According to my theory of music, music is a super-stimulus for the perception of musicality, where musicality is a perceived aspect of speech.
An immediate consequence of this theory is that there should be analogies between aspects of speech and aspects of music. In fact we can divide the various aspects into three main groups:
Most of the development of my theory is concerned with reconciling differences observed between the aspects found in both music and speech, and in explaining the presence of aspects found in music but apparently not in speech. In both cases the reconciliation is achieved by supposing the existence of cortical maps that process the musical aspects, and then demonstrating that the same cortical maps have a plausible role in the processing of speech.
The issue of aspects in speech but not in music can be dealt with simply by supposing that musicality is a perceived property of speech which is a function of only some aspects of speech, and that the aspects not included in the calculation of musicality happen to include phonemes, vocabulary syntax and semantics.
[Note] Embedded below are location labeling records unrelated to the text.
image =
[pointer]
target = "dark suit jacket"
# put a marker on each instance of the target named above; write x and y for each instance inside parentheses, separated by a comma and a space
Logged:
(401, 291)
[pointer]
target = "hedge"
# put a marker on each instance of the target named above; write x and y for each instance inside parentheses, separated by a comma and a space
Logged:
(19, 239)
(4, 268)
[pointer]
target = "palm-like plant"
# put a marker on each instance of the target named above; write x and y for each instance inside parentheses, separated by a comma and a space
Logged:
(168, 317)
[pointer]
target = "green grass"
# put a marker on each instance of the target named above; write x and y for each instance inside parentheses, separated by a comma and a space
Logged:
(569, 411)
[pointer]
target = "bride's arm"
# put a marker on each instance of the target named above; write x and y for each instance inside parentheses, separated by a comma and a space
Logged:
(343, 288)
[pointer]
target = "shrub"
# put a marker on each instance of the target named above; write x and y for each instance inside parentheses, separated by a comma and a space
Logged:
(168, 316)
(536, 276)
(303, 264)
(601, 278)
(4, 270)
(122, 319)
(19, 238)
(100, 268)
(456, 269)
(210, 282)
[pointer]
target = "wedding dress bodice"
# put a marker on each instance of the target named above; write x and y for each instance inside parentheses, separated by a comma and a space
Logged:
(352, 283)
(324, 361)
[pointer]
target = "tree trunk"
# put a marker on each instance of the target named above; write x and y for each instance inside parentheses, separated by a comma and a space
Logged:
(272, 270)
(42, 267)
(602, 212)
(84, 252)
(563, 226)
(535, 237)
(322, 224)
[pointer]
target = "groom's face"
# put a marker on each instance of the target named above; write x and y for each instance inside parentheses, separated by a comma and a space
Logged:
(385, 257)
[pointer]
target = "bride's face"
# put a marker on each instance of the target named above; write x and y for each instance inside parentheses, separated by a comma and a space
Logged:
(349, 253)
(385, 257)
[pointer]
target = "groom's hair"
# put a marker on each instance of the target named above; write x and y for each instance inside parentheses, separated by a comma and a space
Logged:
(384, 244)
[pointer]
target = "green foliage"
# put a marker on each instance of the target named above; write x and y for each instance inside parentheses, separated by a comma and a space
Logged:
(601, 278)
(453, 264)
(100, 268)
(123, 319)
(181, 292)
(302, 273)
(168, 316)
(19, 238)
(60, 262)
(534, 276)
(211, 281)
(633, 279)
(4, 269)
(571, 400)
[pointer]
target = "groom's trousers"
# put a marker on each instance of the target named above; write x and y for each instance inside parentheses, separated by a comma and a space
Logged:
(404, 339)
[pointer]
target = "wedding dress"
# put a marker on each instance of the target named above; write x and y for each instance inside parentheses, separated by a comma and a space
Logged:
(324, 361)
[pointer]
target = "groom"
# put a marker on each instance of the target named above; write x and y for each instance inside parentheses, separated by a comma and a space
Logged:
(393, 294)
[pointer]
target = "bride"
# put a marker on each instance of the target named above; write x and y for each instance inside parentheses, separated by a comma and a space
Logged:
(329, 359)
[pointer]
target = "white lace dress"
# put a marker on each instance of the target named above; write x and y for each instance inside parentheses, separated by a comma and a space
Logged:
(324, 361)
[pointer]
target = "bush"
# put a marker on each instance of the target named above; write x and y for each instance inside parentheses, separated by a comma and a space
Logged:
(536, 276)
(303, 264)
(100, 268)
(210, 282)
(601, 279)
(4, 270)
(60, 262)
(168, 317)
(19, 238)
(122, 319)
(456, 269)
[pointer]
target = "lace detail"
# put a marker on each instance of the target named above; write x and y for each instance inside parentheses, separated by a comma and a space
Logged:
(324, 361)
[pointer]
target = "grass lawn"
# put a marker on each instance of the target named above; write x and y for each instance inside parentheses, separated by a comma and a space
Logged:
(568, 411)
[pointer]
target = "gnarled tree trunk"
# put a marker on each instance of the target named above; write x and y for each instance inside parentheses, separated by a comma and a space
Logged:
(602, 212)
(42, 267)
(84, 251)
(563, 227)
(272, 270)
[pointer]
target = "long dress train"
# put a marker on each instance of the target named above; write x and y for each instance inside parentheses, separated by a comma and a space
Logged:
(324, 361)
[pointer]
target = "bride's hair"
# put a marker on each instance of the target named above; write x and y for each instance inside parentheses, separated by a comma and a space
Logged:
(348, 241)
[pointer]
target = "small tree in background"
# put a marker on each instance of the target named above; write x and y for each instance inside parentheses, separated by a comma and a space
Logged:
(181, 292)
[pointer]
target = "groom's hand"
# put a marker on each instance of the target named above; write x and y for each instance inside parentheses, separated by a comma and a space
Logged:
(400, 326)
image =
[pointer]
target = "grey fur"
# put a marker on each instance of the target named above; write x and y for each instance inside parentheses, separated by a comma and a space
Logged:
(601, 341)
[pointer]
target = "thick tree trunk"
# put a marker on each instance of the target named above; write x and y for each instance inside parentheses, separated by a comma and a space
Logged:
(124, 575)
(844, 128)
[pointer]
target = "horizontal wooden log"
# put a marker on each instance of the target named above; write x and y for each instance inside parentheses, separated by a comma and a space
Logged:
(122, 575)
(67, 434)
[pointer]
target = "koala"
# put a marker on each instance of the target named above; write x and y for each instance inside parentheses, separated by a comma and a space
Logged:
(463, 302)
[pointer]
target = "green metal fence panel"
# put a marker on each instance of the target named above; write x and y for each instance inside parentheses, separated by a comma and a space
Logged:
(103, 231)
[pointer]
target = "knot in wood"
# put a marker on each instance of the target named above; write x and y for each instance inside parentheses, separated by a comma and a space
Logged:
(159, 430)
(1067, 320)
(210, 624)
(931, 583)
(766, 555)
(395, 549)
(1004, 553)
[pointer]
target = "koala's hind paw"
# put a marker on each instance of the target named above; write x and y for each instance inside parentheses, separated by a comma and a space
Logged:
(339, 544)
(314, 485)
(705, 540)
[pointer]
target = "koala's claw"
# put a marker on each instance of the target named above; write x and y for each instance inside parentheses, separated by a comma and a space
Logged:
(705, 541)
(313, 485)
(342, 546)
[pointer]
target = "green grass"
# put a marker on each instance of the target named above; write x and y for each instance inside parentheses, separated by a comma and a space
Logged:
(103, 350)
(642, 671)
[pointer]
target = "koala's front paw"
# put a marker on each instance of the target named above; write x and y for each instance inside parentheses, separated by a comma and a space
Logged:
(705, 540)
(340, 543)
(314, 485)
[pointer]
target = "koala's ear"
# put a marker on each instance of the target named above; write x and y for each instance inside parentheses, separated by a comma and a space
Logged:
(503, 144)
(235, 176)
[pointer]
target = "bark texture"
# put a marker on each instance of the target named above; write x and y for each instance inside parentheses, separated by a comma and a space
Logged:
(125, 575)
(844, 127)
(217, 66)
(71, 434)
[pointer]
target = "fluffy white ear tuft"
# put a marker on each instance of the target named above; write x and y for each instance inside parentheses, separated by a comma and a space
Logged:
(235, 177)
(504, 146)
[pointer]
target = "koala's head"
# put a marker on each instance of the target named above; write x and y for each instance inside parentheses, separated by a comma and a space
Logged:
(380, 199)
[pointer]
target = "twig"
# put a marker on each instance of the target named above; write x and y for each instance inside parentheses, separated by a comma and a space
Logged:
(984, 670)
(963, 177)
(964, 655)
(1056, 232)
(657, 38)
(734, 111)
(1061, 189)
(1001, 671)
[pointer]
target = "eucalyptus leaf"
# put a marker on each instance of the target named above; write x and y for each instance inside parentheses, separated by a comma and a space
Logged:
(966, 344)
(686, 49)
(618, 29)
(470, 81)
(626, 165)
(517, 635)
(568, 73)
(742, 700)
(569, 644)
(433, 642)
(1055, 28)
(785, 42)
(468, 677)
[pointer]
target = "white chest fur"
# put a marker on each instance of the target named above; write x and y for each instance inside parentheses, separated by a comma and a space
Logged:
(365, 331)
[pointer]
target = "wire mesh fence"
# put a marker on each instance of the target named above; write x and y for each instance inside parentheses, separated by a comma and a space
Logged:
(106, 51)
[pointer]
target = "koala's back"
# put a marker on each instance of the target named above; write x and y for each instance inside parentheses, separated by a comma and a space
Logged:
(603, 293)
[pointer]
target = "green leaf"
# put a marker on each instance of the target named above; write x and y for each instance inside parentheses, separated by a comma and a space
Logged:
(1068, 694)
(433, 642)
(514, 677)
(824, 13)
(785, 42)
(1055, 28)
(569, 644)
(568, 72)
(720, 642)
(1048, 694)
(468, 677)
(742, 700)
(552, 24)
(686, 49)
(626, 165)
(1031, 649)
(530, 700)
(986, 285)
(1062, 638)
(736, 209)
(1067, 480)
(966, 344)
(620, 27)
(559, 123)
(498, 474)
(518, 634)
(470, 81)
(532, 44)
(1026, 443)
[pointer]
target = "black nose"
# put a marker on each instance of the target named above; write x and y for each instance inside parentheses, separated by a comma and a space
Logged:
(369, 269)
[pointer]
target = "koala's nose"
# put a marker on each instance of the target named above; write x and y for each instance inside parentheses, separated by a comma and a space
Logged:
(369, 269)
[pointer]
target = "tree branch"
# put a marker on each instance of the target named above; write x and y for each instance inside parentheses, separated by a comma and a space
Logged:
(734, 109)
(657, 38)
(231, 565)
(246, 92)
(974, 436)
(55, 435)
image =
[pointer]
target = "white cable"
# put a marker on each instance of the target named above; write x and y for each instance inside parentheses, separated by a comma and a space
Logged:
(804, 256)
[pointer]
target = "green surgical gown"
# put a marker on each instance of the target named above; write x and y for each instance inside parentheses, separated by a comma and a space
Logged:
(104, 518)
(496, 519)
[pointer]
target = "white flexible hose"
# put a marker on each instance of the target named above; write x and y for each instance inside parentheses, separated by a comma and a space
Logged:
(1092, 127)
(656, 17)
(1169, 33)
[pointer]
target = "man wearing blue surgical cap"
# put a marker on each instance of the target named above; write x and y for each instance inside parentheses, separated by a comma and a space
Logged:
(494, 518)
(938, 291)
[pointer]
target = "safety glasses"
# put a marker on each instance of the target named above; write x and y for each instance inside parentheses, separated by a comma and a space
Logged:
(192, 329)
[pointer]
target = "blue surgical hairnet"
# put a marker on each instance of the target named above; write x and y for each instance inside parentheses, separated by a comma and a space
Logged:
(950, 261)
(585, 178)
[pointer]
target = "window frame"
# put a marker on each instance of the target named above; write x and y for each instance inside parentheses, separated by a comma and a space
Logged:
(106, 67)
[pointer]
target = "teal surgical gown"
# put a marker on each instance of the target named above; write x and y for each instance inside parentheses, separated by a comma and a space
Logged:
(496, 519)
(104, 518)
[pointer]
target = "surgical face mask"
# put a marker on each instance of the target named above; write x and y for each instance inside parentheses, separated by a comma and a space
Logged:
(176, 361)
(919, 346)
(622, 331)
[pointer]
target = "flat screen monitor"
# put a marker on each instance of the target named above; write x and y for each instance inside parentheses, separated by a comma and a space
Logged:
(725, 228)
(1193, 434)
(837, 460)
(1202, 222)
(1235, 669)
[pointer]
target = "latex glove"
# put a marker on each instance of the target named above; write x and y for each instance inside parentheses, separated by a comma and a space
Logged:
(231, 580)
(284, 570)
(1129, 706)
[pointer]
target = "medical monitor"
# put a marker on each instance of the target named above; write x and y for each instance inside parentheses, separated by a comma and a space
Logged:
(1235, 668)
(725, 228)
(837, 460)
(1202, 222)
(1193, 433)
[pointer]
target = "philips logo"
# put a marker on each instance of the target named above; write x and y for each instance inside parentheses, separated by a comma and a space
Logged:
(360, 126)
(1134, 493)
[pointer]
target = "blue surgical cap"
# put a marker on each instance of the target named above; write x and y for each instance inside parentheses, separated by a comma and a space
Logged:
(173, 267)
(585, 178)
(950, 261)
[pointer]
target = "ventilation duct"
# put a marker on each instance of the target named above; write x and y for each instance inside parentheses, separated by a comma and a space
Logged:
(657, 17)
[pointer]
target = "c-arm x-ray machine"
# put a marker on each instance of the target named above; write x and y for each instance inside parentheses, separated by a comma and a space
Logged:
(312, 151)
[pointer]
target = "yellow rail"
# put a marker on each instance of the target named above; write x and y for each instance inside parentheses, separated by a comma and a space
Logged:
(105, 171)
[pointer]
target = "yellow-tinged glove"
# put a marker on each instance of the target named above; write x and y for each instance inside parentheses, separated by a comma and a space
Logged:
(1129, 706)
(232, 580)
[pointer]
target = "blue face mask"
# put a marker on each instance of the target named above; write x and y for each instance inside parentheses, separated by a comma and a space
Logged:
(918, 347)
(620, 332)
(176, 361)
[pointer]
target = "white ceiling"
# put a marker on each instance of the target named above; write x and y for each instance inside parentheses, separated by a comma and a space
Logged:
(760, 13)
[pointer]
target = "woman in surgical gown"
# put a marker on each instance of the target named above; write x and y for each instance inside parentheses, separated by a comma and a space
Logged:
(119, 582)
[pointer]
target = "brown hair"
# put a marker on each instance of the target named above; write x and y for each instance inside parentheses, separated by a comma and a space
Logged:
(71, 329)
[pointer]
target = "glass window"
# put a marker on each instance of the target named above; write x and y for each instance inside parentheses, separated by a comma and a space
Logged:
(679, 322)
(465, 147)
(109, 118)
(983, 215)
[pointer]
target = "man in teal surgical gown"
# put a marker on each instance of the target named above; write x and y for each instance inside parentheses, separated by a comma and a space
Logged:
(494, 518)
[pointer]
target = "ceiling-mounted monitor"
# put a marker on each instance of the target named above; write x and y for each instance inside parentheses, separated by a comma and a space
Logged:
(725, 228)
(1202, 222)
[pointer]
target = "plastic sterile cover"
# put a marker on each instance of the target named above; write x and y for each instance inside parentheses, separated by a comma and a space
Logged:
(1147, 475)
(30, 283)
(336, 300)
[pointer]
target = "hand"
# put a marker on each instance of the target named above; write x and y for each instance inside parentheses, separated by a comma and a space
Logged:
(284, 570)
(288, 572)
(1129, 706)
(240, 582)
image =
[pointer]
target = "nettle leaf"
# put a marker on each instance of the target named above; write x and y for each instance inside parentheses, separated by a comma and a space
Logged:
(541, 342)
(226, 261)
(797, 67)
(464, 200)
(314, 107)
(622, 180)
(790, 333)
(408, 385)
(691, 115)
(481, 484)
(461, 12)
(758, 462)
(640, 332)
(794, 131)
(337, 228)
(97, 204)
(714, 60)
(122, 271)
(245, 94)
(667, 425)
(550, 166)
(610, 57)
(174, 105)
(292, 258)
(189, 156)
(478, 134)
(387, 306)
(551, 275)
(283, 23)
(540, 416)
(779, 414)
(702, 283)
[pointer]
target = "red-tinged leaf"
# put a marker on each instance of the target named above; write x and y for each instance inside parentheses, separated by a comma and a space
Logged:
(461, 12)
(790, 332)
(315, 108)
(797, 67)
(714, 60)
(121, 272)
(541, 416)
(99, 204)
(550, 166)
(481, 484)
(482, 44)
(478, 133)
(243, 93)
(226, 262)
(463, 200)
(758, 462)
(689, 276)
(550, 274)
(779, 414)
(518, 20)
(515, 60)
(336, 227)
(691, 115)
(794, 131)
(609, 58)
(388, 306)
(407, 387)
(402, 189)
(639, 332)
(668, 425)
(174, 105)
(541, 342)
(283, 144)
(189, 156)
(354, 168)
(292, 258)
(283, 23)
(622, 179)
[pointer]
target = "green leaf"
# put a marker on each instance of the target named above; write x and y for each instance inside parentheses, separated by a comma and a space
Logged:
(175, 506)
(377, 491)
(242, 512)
But there may be more specific reasons why these aspects do not appear in the calculation of musicality. To start with, aspects such as vocabulary, syntax and semantics may be part of "higher order" processing, whereas the aspects of speech sound relevant to musicality represent the more fundamental properties of the sounds of speech.
This still leaves phonemes to be dealt with, and in particular the distinctions between different vowels and between different consonants, which appear to have no musical significance.
One feature of phonemes is that they are automatically discretised as part of the perception of speech. We may compare this to the case for pitch values, which are discretised in music, but not in speech. In general we might expect that maximising the musicality of a speech aspect often causes the aspect to become discrete in music where it is not discrete in speech. But if an aspect (such as phonemes) is already discrete in speech, then there is no opportunity to increase the musicality of that aspect in music by making it more discrete, since it is already as discrete as it can possibly be.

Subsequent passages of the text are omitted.